Answer
The directional derivative at $P = \left( {\frac{{\sqrt 2 }}{2},\frac{{\sqrt 2 }}{2}} \right)$ in the direction of ${\bf{v}} = \left( {3, - 4} \right)$ is $ - \frac{{\sqrt 2 }}{5}{\rm{e}}$.
Work Step by Step
We are given $f\left( {x,y} \right) = {{\rm{e}}^{{x^2} + {y^2}}}$ and ${\bf{v}} = \left( {3, - 4} \right)$.

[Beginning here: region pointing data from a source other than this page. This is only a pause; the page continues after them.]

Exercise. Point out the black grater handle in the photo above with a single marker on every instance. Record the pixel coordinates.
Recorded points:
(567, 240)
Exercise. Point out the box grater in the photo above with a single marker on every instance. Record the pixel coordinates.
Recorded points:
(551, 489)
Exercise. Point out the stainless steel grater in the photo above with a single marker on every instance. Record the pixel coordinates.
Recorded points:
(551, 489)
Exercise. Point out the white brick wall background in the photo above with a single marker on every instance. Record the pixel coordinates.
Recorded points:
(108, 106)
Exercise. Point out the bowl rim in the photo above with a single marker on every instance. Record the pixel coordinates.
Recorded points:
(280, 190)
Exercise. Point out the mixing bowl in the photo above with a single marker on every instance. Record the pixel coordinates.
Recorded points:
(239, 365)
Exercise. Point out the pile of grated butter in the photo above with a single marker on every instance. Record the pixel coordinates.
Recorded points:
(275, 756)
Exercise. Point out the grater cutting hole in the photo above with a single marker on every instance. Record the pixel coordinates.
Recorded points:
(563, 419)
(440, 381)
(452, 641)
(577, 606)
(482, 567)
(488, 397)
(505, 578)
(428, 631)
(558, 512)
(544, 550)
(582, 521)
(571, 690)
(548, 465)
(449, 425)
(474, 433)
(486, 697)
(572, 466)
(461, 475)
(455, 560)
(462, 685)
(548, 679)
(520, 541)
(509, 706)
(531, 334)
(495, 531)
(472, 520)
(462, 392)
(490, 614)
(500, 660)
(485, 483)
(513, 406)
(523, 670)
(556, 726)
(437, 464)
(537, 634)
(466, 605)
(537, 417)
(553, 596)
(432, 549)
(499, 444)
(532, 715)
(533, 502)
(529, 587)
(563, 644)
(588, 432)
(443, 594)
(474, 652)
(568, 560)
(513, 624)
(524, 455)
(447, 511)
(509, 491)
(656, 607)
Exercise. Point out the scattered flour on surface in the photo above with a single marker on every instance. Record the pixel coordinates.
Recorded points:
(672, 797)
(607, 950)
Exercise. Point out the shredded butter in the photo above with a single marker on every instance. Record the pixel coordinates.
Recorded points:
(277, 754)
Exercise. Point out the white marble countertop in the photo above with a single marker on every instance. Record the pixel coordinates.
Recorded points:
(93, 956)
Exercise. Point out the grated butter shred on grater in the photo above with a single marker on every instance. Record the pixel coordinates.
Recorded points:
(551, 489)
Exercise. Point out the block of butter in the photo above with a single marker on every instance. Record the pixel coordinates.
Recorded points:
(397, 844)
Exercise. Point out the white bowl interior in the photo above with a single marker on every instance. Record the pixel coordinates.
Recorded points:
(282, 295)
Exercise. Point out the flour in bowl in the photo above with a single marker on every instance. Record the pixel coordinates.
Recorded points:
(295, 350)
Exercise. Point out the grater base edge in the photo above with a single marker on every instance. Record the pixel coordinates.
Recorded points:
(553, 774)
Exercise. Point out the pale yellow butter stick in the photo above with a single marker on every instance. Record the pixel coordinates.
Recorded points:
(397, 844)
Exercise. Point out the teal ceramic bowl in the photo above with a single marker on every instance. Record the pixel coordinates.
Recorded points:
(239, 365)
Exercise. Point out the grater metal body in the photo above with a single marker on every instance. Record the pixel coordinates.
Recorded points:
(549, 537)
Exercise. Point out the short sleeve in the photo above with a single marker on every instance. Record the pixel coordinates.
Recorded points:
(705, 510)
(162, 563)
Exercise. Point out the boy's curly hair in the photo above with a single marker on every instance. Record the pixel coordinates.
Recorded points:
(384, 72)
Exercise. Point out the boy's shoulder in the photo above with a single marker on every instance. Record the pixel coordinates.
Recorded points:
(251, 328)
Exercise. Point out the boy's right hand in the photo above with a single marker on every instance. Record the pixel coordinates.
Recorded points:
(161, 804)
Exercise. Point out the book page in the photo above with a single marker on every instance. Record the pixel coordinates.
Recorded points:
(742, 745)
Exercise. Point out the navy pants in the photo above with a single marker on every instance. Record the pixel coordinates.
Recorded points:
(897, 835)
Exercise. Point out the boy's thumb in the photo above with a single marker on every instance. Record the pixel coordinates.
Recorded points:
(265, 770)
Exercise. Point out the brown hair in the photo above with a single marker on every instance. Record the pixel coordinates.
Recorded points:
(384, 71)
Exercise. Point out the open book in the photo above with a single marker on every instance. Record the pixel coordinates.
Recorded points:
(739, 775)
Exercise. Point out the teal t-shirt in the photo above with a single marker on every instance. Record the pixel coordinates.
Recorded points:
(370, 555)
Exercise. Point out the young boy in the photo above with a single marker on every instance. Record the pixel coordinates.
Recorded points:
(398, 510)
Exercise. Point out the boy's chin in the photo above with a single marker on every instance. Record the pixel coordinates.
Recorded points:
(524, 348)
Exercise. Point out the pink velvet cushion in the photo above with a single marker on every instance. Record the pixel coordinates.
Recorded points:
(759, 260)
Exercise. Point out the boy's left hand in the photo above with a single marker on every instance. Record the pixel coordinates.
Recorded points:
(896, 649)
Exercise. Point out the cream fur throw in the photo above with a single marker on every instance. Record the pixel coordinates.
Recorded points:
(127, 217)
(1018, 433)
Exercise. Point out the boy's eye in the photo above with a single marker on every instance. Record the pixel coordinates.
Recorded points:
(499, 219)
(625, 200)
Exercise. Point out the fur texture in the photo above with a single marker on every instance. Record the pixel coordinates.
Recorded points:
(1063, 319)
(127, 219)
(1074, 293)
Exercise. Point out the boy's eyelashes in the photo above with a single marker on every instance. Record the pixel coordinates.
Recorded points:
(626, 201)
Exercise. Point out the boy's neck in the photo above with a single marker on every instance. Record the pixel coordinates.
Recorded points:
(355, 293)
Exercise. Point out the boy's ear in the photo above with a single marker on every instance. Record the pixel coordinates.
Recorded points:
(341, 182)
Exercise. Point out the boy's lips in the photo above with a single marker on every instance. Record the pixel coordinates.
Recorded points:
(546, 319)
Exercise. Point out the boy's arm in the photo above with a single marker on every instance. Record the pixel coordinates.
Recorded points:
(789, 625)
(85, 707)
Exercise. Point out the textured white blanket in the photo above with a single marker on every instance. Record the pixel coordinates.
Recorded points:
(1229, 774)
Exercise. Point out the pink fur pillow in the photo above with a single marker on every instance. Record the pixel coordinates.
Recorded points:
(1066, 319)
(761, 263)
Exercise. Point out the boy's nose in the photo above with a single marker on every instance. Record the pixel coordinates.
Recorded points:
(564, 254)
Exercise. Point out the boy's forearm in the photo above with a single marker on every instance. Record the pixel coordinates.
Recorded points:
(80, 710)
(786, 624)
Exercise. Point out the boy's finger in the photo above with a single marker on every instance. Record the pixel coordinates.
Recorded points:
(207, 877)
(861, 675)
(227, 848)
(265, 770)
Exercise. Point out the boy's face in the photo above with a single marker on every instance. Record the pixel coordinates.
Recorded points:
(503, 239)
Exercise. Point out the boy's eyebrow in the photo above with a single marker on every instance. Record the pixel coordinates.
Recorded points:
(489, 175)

First, we normalize the direction vector:
${\bf{u}} = \frac{{\bf{v}}}{{||{\bf{v}}||}} = \frac{{\left( {3, - 4} \right)}}{{\sqrt {\left( {3, - 4} \right)\cdot\left( {3, - 4} \right)} }} = \left( {\frac{3}{5}, - \frac{4}{5}} \right)$
Next, we compute the gradient at $P = \left( {\frac{{\sqrt 2 }}{2},\frac{{\sqrt 2 }}{2}} \right)$:
$\nabla f = \left( {2x{{\rm{e}}^{{x^2} + {y^2}}},2y{{\rm{e}}^{{x^2} + {y^2}}}} \right)$, ${\ \ \ \ }$ $\nabla {f_P} = \left( {\sqrt 2 {\rm{e}},\sqrt 2 {\rm{e}}} \right)$
Using Theorem 3 of Section 15.5, we obtain the directional derivative in the direction of ${\bf{v}} = \left( {3, - 4} \right)$ at $P = \left( {\frac{{\sqrt 2 }}{2},\frac{{\sqrt 2 }}{2}} \right)$:
${D_{\bf{u}}}f\left( P \right) = \nabla {f_P}\cdot{\bf{u}}$
${D_{\bf{u}}}f\left( P \right) = \left( {\sqrt 2 {\rm{e}},\sqrt 2 {\rm{e}}} \right)\cdot\left( {\frac{3}{5}, - \frac{4}{5}} \right) = - \frac{{\sqrt 2 }}{5}{\rm{e}}$
So, the directional derivative at $P = \left( {\frac{{\sqrt 2 }}{2},\frac{{\sqrt 2 }}{2}} \right)$ in the direction of ${\bf{v}} = \left( {3, - 4} \right)$ is $ - \frac{{\sqrt 2 }}{5}{\rm{e}}$.